Consider two AP's $S_1$ & $S_2$ such that $S_1 : \{ \text{First term} = 1, \text{Common difference} = 5, \text{no. of terms} = 101 \}$
$S_2 : \{ \text{First term} = 9, \text{Common difference} = 7, \text{no. of terms} = 71 \}$
Find the number of common terms in both AP's.

Answer 1

Step 1: Write the general terms of both APs.
$A_n = 1 + (n-1)5 = 5n - 4$. Last term $A_{101} = 5(101) - 4 = 501$.
$B_m = 9 + (m-1)7 = 7m + 2$. Last term $B_{71} = 7(71) + 2 = 499$.


Step 2: Find the first common term.
Equate $5n - 4 = 7m + 2 \implies 5n = 7m + 6$.
For $m=1, 5n = 13$ (No)
For $m=2, 5n = 20 \implies n=4$.
So the first common term is $A_4 = 5(4) - 4 = 16$.

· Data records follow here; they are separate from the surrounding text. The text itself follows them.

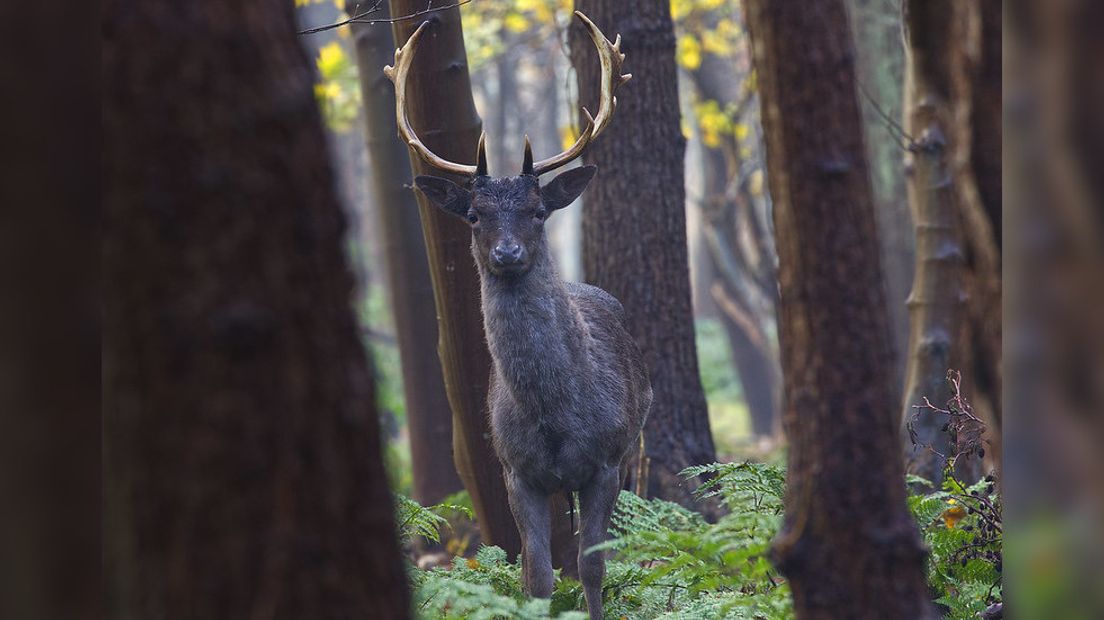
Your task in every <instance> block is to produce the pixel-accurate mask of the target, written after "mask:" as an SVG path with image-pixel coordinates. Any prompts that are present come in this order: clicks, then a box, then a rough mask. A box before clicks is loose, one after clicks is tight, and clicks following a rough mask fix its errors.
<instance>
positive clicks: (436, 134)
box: [391, 0, 575, 574]
mask: <svg viewBox="0 0 1104 620" xmlns="http://www.w3.org/2000/svg"><path fill="white" fill-rule="evenodd" d="M424 9H425V3H424V2H422V0H391V13H392V14H394V15H406V14H411V13H414V12H417V11H421V10H424ZM427 19H428V20H429V21H431V22H432V25H431V30H429V31H428V32H426V35H425V36H424V38H423V39H422V41H421V43H420V46H418V51H417V57H415V60H414V63H413V66H412V67H411V72H410V82H408V83H407V86H406V97H407V106H408V107H407V113H408V116H410V119H411V122H412V124H413V126H414V130H415V131H416V132H417V135H418V136H420V137H421V138H422V139H423V141H424V142H425V145H426V146H427V147H428V148H429V149H431V150H433V152H435V153H437V154H439V156H442V157H444V158H446V159H448V160H452V161H460V162H475V157H476V146H477V143H478V140H479V132H480V130H481V127H482V122H481V121H480V119H479V115H478V114H477V113H476V108H475V101H474V100H473V98H471V83H470V79H469V77H468V71H467V66H468V65H467V56H466V53H465V50H464V36H463V31H461V30H460V14H459V11H458V10H457V9H455V8H454V9H448V10H444V11H435V12H433V13H432V14H431V15H428V17H427ZM421 23H422V21H421V20H404V21H400V22H395V24H394V25H393V32H394V38H395V41H396V42H405V41H406V40H407V39H408V38H410V35H411V33H412V32H414V30H416V29H417V26H418V25H421ZM411 161H412V164H413V168H414V171H415V173H418V174H437V175H442V174H443V173H442V172H440V171H438V170H435V169H433V168H431V167H428V165H427V164H426V163H424V162H423V161H422V160H421V159H420V158H417V157H416V156H413V154H412V158H411ZM454 180H455V181H457V182H460V183H464V182H466V181H467V180H466V179H454ZM417 202H418V211H420V213H421V215H422V231H423V234H424V237H425V244H426V250H427V254H428V258H429V274H431V276H432V279H433V288H434V293H435V297H436V301H437V329H438V343H437V352H438V354H439V355H440V364H442V370H443V372H444V376H445V388H446V392H447V393H448V402H449V404H450V406H452V409H453V449H454V453H455V458H456V469H457V471H458V472H459V474H460V480H463V481H464V488H465V489H467V490H468V493H469V494H470V495H471V503H473V505H474V506H475V511H476V519H477V520H478V522H479V531H480V533H481V534H482V537H484V542H485V543H487V544H491V545H498V546H500V547H502V548H503V549H506V552H507V554H509V555H510V557H513V556H514V555H516V554H518V553H519V552H520V550H521V538H520V537H519V535H518V528H517V525H514V522H513V515H512V514H511V513H510V506H509V504H508V502H507V496H506V484H505V483H503V481H502V466H501V463H500V462H499V460H498V457H497V456H496V455H495V450H493V448H492V447H491V443H490V420H489V418H488V415H487V385H488V380H489V378H490V364H491V360H490V352H489V351H488V350H487V341H486V339H485V338H484V327H482V316H481V313H480V302H479V274H478V272H477V271H476V268H475V263H474V261H473V258H471V231H470V228H469V227H468V226H467V225H465V224H464V223H463V222H460V221H458V220H456V218H455V217H450V216H448V215H446V214H444V213H443V212H442V211H440V210H438V209H437V207H436V206H434V205H432V204H429V203H428V202H427V201H425V199H424V197H423V196H422V195H421V194H418V195H417ZM553 514H554V515H558V517H556V519H555V520H554V522H553V542H552V548H553V558H552V559H553V563H554V564H555V565H556V566H564V568H565V569H566V570H567V573H569V574H570V573H573V571H574V568H573V566H574V559H573V558H574V557H575V554H574V550H573V547H572V541H571V538H572V536H571V526H570V523H569V516H567V505H566V501H564V500H562V499H555V500H553Z"/></svg>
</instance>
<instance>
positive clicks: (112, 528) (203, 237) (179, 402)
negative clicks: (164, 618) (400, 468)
mask: <svg viewBox="0 0 1104 620" xmlns="http://www.w3.org/2000/svg"><path fill="white" fill-rule="evenodd" d="M103 31H104V50H103V67H104V84H105V87H104V92H105V96H104V113H103V120H104V132H105V138H106V140H105V152H104V168H105V170H104V172H105V192H104V204H105V216H104V244H103V268H104V280H105V287H104V288H105V295H104V336H103V365H104V368H103V385H104V450H105V455H104V462H105V482H106V489H105V510H106V512H107V514H108V516H107V517H106V519H105V527H106V530H105V533H104V538H105V541H104V543H105V544H104V547H105V549H104V556H105V560H104V563H105V573H106V578H105V584H106V598H107V601H108V609H110V613H109V614H110V616H112V617H116V618H163V617H189V618H246V617H264V618H328V617H357V616H363V614H364V613H365V612H374V613H378V614H380V616H382V617H388V618H405V617H407V616H408V607H407V606H408V600H407V588H406V581H405V578H404V574H403V568H402V564H401V560H400V555H399V545H397V542H396V538H395V528H394V527H395V524H394V520H393V514H392V502H391V494H390V490H389V489H388V482H386V477H385V475H384V470H383V463H382V460H381V453H380V452H381V446H380V429H379V420H378V417H376V408H375V403H374V397H375V394H374V387H373V383H372V376H371V368H370V366H369V362H368V359H367V356H365V354H364V350H363V348H362V344H361V338H360V330H359V328H358V324H357V320H355V317H354V314H353V312H352V309H351V302H352V299H351V293H352V290H353V287H354V282H353V277H352V274H351V271H350V269H349V265H348V264H347V261H346V257H344V244H343V240H344V239H343V237H344V231H346V220H344V216H343V214H342V213H341V211H340V207H339V205H338V200H337V196H336V194H335V186H333V178H332V175H331V173H330V168H329V165H328V163H327V160H328V156H327V150H326V145H325V140H323V135H322V127H321V119H320V117H319V114H318V109H317V105H316V101H315V97H314V94H312V89H311V82H312V79H311V71H310V65H309V63H308V60H307V57H306V56H305V54H304V53H302V51H301V49H300V47H299V42H298V41H297V40H296V35H295V21H294V15H293V7H291V6H290V3H288V4H285V6H283V7H280V6H272V4H269V3H265V2H258V1H255V0H246V1H243V2H235V3H216V2H187V3H180V2H162V1H151V2H142V3H139V4H125V6H124V4H119V3H113V4H110V6H108V7H107V9H106V12H105V17H104V26H103Z"/></svg>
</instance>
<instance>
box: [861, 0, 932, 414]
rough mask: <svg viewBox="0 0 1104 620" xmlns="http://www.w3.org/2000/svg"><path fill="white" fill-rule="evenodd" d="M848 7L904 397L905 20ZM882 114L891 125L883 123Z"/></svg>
mask: <svg viewBox="0 0 1104 620" xmlns="http://www.w3.org/2000/svg"><path fill="white" fill-rule="evenodd" d="M848 4H849V9H850V15H851V24H852V26H853V30H854V44H856V45H854V46H856V58H857V61H858V63H857V64H856V71H857V77H858V79H859V82H860V84H861V85H862V86H863V88H862V90H861V92H860V95H861V96H862V97H863V98H869V99H870V100H868V101H866V103H864V105H863V106H861V107H862V111H863V114H862V116H863V126H864V129H866V137H867V156H868V161H869V162H870V165H869V168H870V178H871V181H872V185H873V190H874V216H875V218H877V222H878V239H879V247H880V249H881V259H882V272H883V276H884V279H885V300H887V309H888V311H889V319H890V338H891V342H892V344H893V367H894V375H893V380H894V389H896V392H895V393H894V394H900V392H901V386H902V385H903V384H904V382H903V378H904V374H905V366H906V357H907V355H909V310H907V308H906V304H905V300H906V298H907V296H909V290H910V289H911V288H912V278H913V270H914V264H915V261H916V247H915V238H914V236H913V229H912V220H911V217H910V215H909V202H907V199H906V196H905V178H904V167H903V165H902V159H903V158H904V149H902V147H901V138H900V136H896V135H895V133H894V131H895V130H894V129H893V127H892V126H891V125H890V121H891V120H895V118H896V117H899V116H900V115H901V110H902V86H903V85H902V79H901V76H902V75H903V74H904V45H903V43H902V41H901V23H900V19H893V18H894V17H899V14H894V12H893V9H894V8H895V7H894V6H893V3H890V2H884V1H882V0H848ZM883 114H884V115H887V116H889V119H890V120H887V119H885V118H883V117H882V115H883Z"/></svg>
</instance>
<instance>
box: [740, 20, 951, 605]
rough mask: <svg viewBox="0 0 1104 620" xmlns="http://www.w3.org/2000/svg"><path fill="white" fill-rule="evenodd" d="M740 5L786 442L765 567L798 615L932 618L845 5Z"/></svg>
mask: <svg viewBox="0 0 1104 620" xmlns="http://www.w3.org/2000/svg"><path fill="white" fill-rule="evenodd" d="M746 7H747V12H749V15H747V17H749V23H750V26H751V34H752V43H753V52H754V61H755V65H756V70H757V75H758V78H760V85H761V90H760V92H761V97H762V99H761V103H762V109H763V125H764V130H765V132H766V143H767V158H768V159H767V163H768V171H769V184H771V195H772V197H773V200H774V216H775V229H776V235H777V248H778V264H779V274H778V276H779V291H781V323H779V343H781V348H782V362H783V368H784V376H785V378H784V383H785V394H786V400H787V402H786V407H785V411H784V417H783V425H784V428H785V430H786V436H787V438H788V439H789V445H790V448H789V457H788V460H789V463H788V482H787V484H788V487H787V490H786V516H785V520H784V523H783V528H782V531H781V532H779V534H778V537H777V538H776V541H775V543H774V547H773V555H774V559H775V563H776V564H777V566H778V568H779V569H781V570H782V571H783V573H784V574H785V575H786V576H787V577H788V579H789V584H790V588H792V589H793V594H794V606H795V610H796V612H797V617H798V618H805V619H808V618H871V619H872V618H934V617H935V614H934V612H933V610H932V609H931V606H930V603H928V600H927V588H926V585H925V580H924V569H923V558H924V550H923V547H922V545H921V542H920V536H919V533H917V531H916V524H915V523H914V522H913V520H912V516H911V515H910V514H909V511H907V509H906V506H905V501H904V500H905V498H904V495H905V493H904V484H903V483H902V479H903V475H904V471H903V467H902V462H901V449H900V441H899V435H898V424H896V421H898V415H896V403H895V402H894V398H893V391H892V387H891V383H892V376H891V375H892V366H891V364H890V343H889V332H888V319H887V316H885V304H884V292H883V289H882V286H881V284H882V280H881V269H880V265H879V256H878V255H879V249H878V236H877V225H875V222H874V206H873V200H872V195H871V188H870V180H869V175H868V173H867V165H866V154H864V145H863V138H862V121H861V113H860V110H859V106H858V100H857V96H856V83H854V66H853V49H852V45H851V39H850V34H849V28H848V17H847V12H846V9H845V6H843V1H842V0H820V1H818V2H816V3H813V4H810V3H808V2H778V1H768V0H750V1H749V2H747V4H746ZM860 515H861V516H860Z"/></svg>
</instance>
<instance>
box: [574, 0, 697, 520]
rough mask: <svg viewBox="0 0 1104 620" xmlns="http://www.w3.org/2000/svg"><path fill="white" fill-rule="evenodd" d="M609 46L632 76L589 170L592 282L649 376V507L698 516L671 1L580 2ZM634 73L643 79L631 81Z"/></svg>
mask: <svg viewBox="0 0 1104 620" xmlns="http://www.w3.org/2000/svg"><path fill="white" fill-rule="evenodd" d="M575 7H576V8H577V9H578V10H581V11H583V12H584V13H586V15H587V17H588V18H591V19H592V20H593V21H594V23H596V24H597V25H598V28H601V29H602V31H603V32H605V33H607V34H608V35H609V36H614V35H615V34H617V33H619V34H620V35H622V40H623V43H622V51H623V52H624V53H626V54H627V58H626V63H627V65H626V68H625V71H626V73H635V77H634V79H633V82H630V83H629V84H628V85H627V86H626V87H625V88H624V89H623V90H622V92H620V94H619V96H618V107H617V114H616V115H615V118H614V120H613V124H612V125H611V126H609V127H608V129H607V130H606V133H605V135H604V136H603V137H602V138H599V139H598V140H597V141H596V142H595V143H593V145H592V146H591V148H590V150H588V151H587V154H586V156H585V157H586V160H587V162H590V163H596V164H597V165H598V167H599V169H601V170H599V173H598V175H597V178H596V179H595V180H594V182H593V183H591V188H590V190H588V191H587V193H586V197H585V201H584V203H583V271H584V274H585V275H586V280H587V281H588V282H591V284H594V285H596V286H598V287H602V288H603V289H605V290H607V291H609V292H611V293H612V295H613V296H614V297H616V298H617V299H619V300H620V301H622V303H623V304H624V306H625V311H626V314H627V317H628V324H629V331H630V333H633V334H634V336H635V338H636V340H637V343H638V344H639V345H640V350H641V351H643V353H644V357H645V362H646V363H647V364H648V367H649V368H650V371H651V386H652V389H654V391H655V400H654V402H652V405H651V413H650V414H649V417H648V423H647V425H646V426H645V450H646V455H647V457H648V459H650V464H649V473H648V481H647V482H648V495H649V496H658V498H664V499H667V500H671V501H677V502H679V503H682V504H687V505H689V504H691V503H692V501H693V500H692V498H691V494H690V491H691V489H690V485H688V484H686V483H684V482H683V481H682V479H681V478H680V477H679V475H678V472H679V471H681V470H682V469H683V468H686V467H688V466H691V464H698V463H707V462H711V461H713V460H715V458H716V455H715V450H714V448H713V438H712V435H711V434H710V428H709V416H708V410H707V408H705V396H704V394H703V392H702V388H701V378H700V376H699V374H698V354H697V349H696V345H694V330H693V313H692V309H691V302H690V275H689V268H688V264H687V232H686V211H684V207H686V189H684V186H683V154H684V152H686V139H684V138H683V137H682V132H681V129H680V120H679V98H678V81H677V74H676V66H675V33H673V30H672V25H671V18H670V7H669V2H667V1H666V0H631V1H619V2H602V1H598V0H577V1H576V3H575ZM570 41H571V58H572V64H573V65H574V66H575V73H576V75H577V78H578V93H580V101H581V103H582V104H583V105H586V106H587V107H588V108H590V109H592V110H593V109H597V107H596V104H597V100H598V78H599V68H598V61H597V57H596V56H595V53H594V46H593V44H592V43H591V41H590V39H588V38H587V34H586V33H585V31H584V30H583V29H582V26H581V25H580V24H578V23H574V24H573V25H572V28H571V32H570ZM633 67H637V68H636V71H635V72H634V68H633Z"/></svg>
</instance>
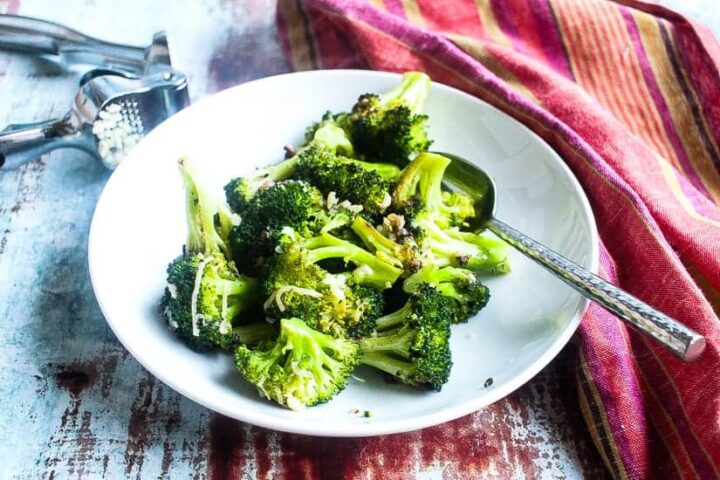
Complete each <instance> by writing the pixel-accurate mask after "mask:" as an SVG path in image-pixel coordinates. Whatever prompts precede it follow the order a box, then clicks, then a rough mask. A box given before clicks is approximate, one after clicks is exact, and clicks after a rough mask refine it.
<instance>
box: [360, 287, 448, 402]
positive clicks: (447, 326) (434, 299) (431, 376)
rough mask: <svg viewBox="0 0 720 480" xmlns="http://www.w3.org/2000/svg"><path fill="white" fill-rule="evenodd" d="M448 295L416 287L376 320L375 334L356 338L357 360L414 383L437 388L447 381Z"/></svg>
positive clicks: (407, 382)
mask: <svg viewBox="0 0 720 480" xmlns="http://www.w3.org/2000/svg"><path fill="white" fill-rule="evenodd" d="M451 320H452V314H451V312H450V309H449V308H448V299H447V297H445V296H443V295H442V294H441V293H440V292H439V291H438V290H437V289H435V288H434V287H432V286H431V285H427V284H426V285H422V286H420V287H418V288H417V289H416V291H415V293H413V294H412V295H411V296H410V298H409V299H408V301H407V303H406V304H405V305H404V306H403V307H402V308H401V309H400V310H397V311H395V312H392V313H390V314H387V315H385V316H383V317H380V318H379V319H378V320H377V334H376V335H375V336H370V337H366V338H363V339H362V340H360V350H361V352H362V358H361V363H363V364H365V365H370V366H372V367H375V368H377V369H379V370H382V371H383V372H386V373H388V374H390V375H392V376H393V377H395V378H396V379H398V380H399V381H401V382H403V383H406V384H408V385H412V386H415V387H423V388H427V389H431V390H440V389H441V388H442V386H443V385H444V384H445V383H446V382H447V381H448V378H449V376H450V369H451V368H452V358H451V354H450V323H451Z"/></svg>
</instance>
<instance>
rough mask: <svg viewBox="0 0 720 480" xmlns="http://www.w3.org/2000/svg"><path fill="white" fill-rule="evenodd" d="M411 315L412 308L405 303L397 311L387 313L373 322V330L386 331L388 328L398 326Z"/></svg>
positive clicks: (390, 327)
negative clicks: (383, 330) (401, 307)
mask: <svg viewBox="0 0 720 480" xmlns="http://www.w3.org/2000/svg"><path fill="white" fill-rule="evenodd" d="M411 314H412V307H411V306H410V303H409V302H408V303H406V304H405V305H403V306H402V308H400V309H399V310H396V311H394V312H391V313H388V314H387V315H384V316H382V317H380V318H378V319H377V320H376V321H375V328H376V329H377V330H378V331H383V330H387V329H389V328H392V327H395V326H397V325H400V324H401V323H403V322H404V321H405V319H407V317H408V316H410V315H411Z"/></svg>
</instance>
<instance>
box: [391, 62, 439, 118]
mask: <svg viewBox="0 0 720 480" xmlns="http://www.w3.org/2000/svg"><path fill="white" fill-rule="evenodd" d="M429 92H430V77H428V76H427V75H426V74H424V73H422V72H408V73H405V74H404V75H403V76H402V79H401V80H400V83H399V84H397V85H396V86H395V87H394V88H393V89H392V90H389V91H387V92H385V93H384V94H382V95H380V104H381V105H387V104H388V103H391V102H401V103H405V104H406V105H407V106H408V107H409V108H410V110H411V111H412V113H415V114H418V113H422V111H423V109H424V108H425V100H427V96H428V93H429Z"/></svg>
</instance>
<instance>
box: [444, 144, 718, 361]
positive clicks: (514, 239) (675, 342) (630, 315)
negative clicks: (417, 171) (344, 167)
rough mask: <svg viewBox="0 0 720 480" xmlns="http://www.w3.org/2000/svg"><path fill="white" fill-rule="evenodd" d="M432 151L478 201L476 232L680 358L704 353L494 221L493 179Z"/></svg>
mask: <svg viewBox="0 0 720 480" xmlns="http://www.w3.org/2000/svg"><path fill="white" fill-rule="evenodd" d="M433 153H435V154H438V155H442V156H444V157H446V158H448V159H450V160H451V162H450V164H449V165H448V167H447V169H446V171H445V177H444V180H445V183H446V185H447V186H448V187H449V188H451V189H457V190H460V191H462V192H464V193H466V194H467V195H469V196H470V197H471V198H472V199H473V201H474V206H475V212H476V214H475V217H474V218H472V219H471V220H469V222H468V223H469V227H470V229H471V230H473V231H478V230H483V229H487V230H490V231H491V232H492V233H494V234H495V235H497V236H498V237H499V238H501V239H502V240H504V241H505V242H507V243H508V244H509V245H511V246H512V247H514V248H515V249H517V250H518V251H519V252H521V253H522V254H524V255H526V256H527V257H529V258H530V259H532V260H534V261H535V262H536V263H538V264H539V265H541V266H543V267H545V268H546V269H548V270H550V271H551V272H552V273H553V274H555V276H556V277H557V278H559V279H560V280H562V281H563V282H565V283H566V284H568V285H569V286H570V287H572V288H573V289H575V290H576V291H578V292H580V293H581V294H582V295H584V296H585V297H587V298H589V299H590V300H593V301H594V302H596V303H599V304H600V305H602V306H603V307H605V308H606V309H608V310H609V311H611V312H612V313H614V314H615V315H617V316H618V317H619V318H621V319H622V320H624V321H626V322H627V323H629V324H630V325H632V326H633V327H635V328H636V329H637V330H639V331H640V332H642V333H644V334H645V335H648V336H650V337H652V338H654V339H655V340H656V341H658V342H659V343H661V344H662V345H663V346H665V347H666V348H667V349H669V350H670V351H671V352H672V353H674V354H675V355H677V356H678V357H680V358H681V359H683V360H685V361H689V362H690V361H694V360H696V359H697V358H698V357H699V356H700V355H701V354H702V352H703V351H704V349H705V345H706V340H705V337H703V336H702V335H700V334H699V333H698V332H696V331H694V330H692V329H690V328H688V327H686V326H685V325H683V324H682V323H680V322H679V321H677V320H675V319H673V318H670V317H668V316H667V315H665V314H663V313H662V312H660V311H658V310H655V309H654V308H652V307H651V306H650V305H648V304H646V303H644V302H643V301H641V300H640V299H638V298H636V297H634V296H632V295H630V294H629V293H627V292H625V291H623V290H621V289H619V288H618V287H616V286H614V285H612V284H611V283H609V282H607V281H605V280H603V279H602V278H600V277H598V276H597V275H595V274H594V273H592V272H590V271H589V270H586V269H585V268H583V267H581V266H580V265H578V264H576V263H574V262H572V261H571V260H569V259H567V258H565V257H563V256H562V255H560V254H559V253H557V252H555V251H553V250H551V249H549V248H548V247H546V246H545V245H542V244H541V243H539V242H537V241H536V240H533V239H532V238H530V237H528V236H527V235H525V234H524V233H522V232H520V231H518V230H516V229H514V228H513V227H511V226H509V225H507V224H506V223H504V222H502V221H500V220H498V219H497V218H495V192H496V190H497V189H496V187H495V182H494V180H493V179H492V177H490V175H488V174H487V172H485V171H484V170H483V169H481V168H479V167H477V166H476V165H475V164H473V163H471V162H469V161H468V160H465V159H464V158H462V157H459V156H457V155H454V154H451V153H445V152H433Z"/></svg>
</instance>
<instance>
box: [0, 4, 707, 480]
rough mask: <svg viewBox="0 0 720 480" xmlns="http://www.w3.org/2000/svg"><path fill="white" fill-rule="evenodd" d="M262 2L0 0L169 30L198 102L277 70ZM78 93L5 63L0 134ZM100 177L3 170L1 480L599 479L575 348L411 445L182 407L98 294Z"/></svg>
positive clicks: (0, 186)
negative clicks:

Step 3: Find the common difference of common terms.
The common terms themselves form an AP with common difference $D = \text{LCM}(d_1, d_2) = \text{LCM}(5, 7) = 35$.


Step 4: Find the number of terms.
Let the common AP be $C_k = 16 + (k-1)35$.
The last common term must be $\le$ the smaller of the two last terms, which is 499.
$16 + (k-1)35 \le 499$
$(k-1)35 \le 483$
$k-1 \le 13.8$
$k \le 14.8$.
Since $k$ is an integer, the number of common terms is 14.